La mujer se levanta y desaparece en la oscuridad de la barra del bar.

– Putas -dice el hombre de la mesa de al lado, que aparentemente quiere cuidar de Hans Olofson como un ángel de la guarda-. Aquí son baratas -agrega-. Pero son mejores en los otros hoteles.

– Entiendo -responde Hans Olofson amablemente.

– Aquí son o demasiado viejas o demasiado jóvenes -continúa el hombre-. Antes había más orden.

Hans Olofson no logra saber en qué consistía ese buen orden anterior, ya que el hombre vuelve a interrumpir la conversación y se hunde de nuevo en su silla cerrando los ojos.

En el restaurante se ve rodeado enseguida de camareros nuevos y comprueba que todos llevan zapatos rotos.

Un camarero que pone una jarra con agua sobre su mesa no lleva zapatos y Hans Olofson se queda mirando sus pies descalzos.

Después de dudarlo mucho pide carne. En el mismo instante en que llega la comida a la mesa nota los síntomas de una fuerte diarrea. Uno de los camareros se da cuenta inmediatamente de que retira el tenedor.

– Tal vez sea buena -dice el camarero preocupado.

– Seguro que es excelente -replica Hans Olofson-. Es mi estómago el que no está como debería.

Ve con impotencia que los camareros se agolpan a su alrededor.

– No hay nada malo en la comida. Es cosa de mi estómago.

Luego ya no puede aguantar más. Los comensales observan atónitos su huida precipitada de la mesa mientras él piensa que no va a llegar a su habitación a tiempo.

Antes de entrar en el ascensor se asombra al ver que la mujer que le había ofrecido antes su compañía deja el hotel junto con el hombre hinchado del traje caqui que aseguraba que las prostitutas de ese hotel no eran buenas.

En el ascensor se hace de vientre. Un violento hedor se esparce a su alrededor y baja por sus piernas. El ascensor lo sube a su piso con infinita lentitud. Tropieza por el pasillo y oye tras una puerta cerrada a un hombre riéndose.
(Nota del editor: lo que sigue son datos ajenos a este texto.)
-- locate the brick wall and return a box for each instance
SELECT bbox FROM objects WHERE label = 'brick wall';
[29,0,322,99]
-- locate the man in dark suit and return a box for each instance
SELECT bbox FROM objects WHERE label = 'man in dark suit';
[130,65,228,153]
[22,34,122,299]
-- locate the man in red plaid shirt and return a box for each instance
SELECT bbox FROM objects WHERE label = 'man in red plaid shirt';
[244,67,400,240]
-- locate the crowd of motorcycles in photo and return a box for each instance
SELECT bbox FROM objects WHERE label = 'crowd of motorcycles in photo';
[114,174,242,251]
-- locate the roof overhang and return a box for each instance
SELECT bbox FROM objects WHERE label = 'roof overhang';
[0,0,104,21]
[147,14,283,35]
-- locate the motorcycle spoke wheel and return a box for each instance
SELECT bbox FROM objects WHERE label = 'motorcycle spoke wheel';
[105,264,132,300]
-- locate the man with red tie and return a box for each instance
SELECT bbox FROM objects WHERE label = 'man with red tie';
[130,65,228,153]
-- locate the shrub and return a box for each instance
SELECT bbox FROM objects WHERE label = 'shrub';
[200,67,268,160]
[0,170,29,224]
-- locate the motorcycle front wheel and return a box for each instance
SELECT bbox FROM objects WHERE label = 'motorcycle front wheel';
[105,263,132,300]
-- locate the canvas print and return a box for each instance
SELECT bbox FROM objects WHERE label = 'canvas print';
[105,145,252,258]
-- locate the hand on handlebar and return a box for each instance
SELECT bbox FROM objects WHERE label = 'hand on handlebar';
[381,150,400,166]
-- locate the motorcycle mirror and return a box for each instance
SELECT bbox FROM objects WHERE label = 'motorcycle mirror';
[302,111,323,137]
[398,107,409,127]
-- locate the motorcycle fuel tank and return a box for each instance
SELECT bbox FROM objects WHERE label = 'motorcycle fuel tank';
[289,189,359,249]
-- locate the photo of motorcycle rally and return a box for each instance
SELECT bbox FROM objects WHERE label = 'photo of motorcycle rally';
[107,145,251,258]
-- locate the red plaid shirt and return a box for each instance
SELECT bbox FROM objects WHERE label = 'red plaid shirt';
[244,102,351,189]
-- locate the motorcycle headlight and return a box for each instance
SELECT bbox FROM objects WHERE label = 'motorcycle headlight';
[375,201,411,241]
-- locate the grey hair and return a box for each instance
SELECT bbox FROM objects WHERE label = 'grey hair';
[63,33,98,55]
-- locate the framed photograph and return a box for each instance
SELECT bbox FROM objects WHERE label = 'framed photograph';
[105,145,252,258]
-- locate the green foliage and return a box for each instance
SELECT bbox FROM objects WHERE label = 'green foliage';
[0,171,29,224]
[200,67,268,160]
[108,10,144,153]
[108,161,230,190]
En el cuarto de baño se da cuenta de su miseria. Después se tumba en la cama y piensa que la tarea que se ha impuesto a sí mismo resulta imposible o carece de sentido. ¿Cuál es en realidad su punto de partida?

En la cartera lleva, borrosa, la dirección de una misión que está en el curso superior del río Kafue. No tiene la menor idea de cómo conseguirá llegar. Antes de partir se informó de que hay un tren hasta Copperbelt.

¿Pero saldrá de allí? ¿Doscientos setenta kilómetros de trayecto por una zona árida y sin carreteras?

En la biblioteca de su aldea ha leído sobre el país en el que ahora se encuentra. Durante el periodo de lluvias hay grandes extensiones intransitables. ¿Pero cuándo es el periodo de lluvias?